I don't favor deduplication for this protocol. With any variant of
3SEQ we expect a lot of duplicate reads by chance, because we're
only sampling sequences from narrow windows upstream of the ends of
expressed genes, so in any given library with moderate sequencing
depth it's likely there are more reads in your data than possible
reads from the sample, and that's before thinking about factors that
may lower the library complexity like small amounts of degraded
material. UMIs are supposed to help with this, but they don't
entirely solve the problem because it's also possible to get
duplicate UMIs by chance: our design has UMIs of length 5, or 1024
possible sequences (though there is detectable bias in the sequence
representation), so if you happen to get thousands of reads from a
highly expressed transcript it's guaranteed that you'll get many
duplicate UMIs from non-duplicate library molecules. Longer UMIs
might reduce the probability of this happening, but not to zero.
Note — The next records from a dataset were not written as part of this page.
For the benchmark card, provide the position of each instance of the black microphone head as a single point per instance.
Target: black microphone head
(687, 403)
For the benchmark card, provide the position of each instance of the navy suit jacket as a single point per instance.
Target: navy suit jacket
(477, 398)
Thus even a UMI-based deduplication may introduce new noise
(generally in the form of a bias against high-expressed
transcripts); on the other hand, I'm not convinced that the amount
of PCR amplification noise it subtracts is very large in the first
place. So it may do more harm than good.
We can see that ambiguity empirically with the ERCC-only libraries
in the manuscript. Attached are several draft versions of the
standard curve figure with multiple dilutions, PCR conditions, ERCC
mixes, and replicates (the final version is figure S6). "raw.pdf" is
the original read counts, where you can see the linear fits are
pretty good already. "naive" is the counts after deduplication with
the simplistic algorithm used in most software, assuming that no
UMIs are ever duplicated by chance; you can see how it bends the top
right part of the curve away from the expected line.
"weighted_average.pdf" shows the results of a smarter deduplication
method from Fumiaki Katagiri (doi:
10.15252/embj.201796529),
which uses the relative counts of the different UMIs to set a
tolerance for expected duplicates; "weighted_average2.pdf" is my
extension of that algorithm to handle indefinitely high read
counts (described more in the "Detection of duplicate reads"
section in the manuscript). My interpretation is that the
"weighted_average2" algorithm almost compensates for the new bias
added by deduplication, but the correlations are only a tiny bit
better and a lot of the distributions are shifted off the expected
line, so I'm not convinced that it's actually improving any
results.
All of these algorithms are implemented in a standalone program,
"umi-dedup" (https://github.com/jwfoley/umi-dedup), which is
called by the 3SEQtools shell scripts, and was originally
developed in a collaboration with Maxime Turgeon to develop a more
rigorous deduplication algorithm (which turned out to be a lot
less practical to use, and nobody involved had sufficient time and
motivation to finish the project). Unfortunately we never got
around to optimizing the program so it's still quite slow. Thus my
recommendation is to use the "-d" option in
"3SEQtools/align_smart-3seq.sh" or equivalent to skip duplicate
marking altogether, in the interest of time, or you can leave it
on for the sake of an additional QC metric (e.g. figures S5B,
S11A, S24B, S27A in the MS), but either way I wouldn't throw out
the duplicate reads for downstream purposes.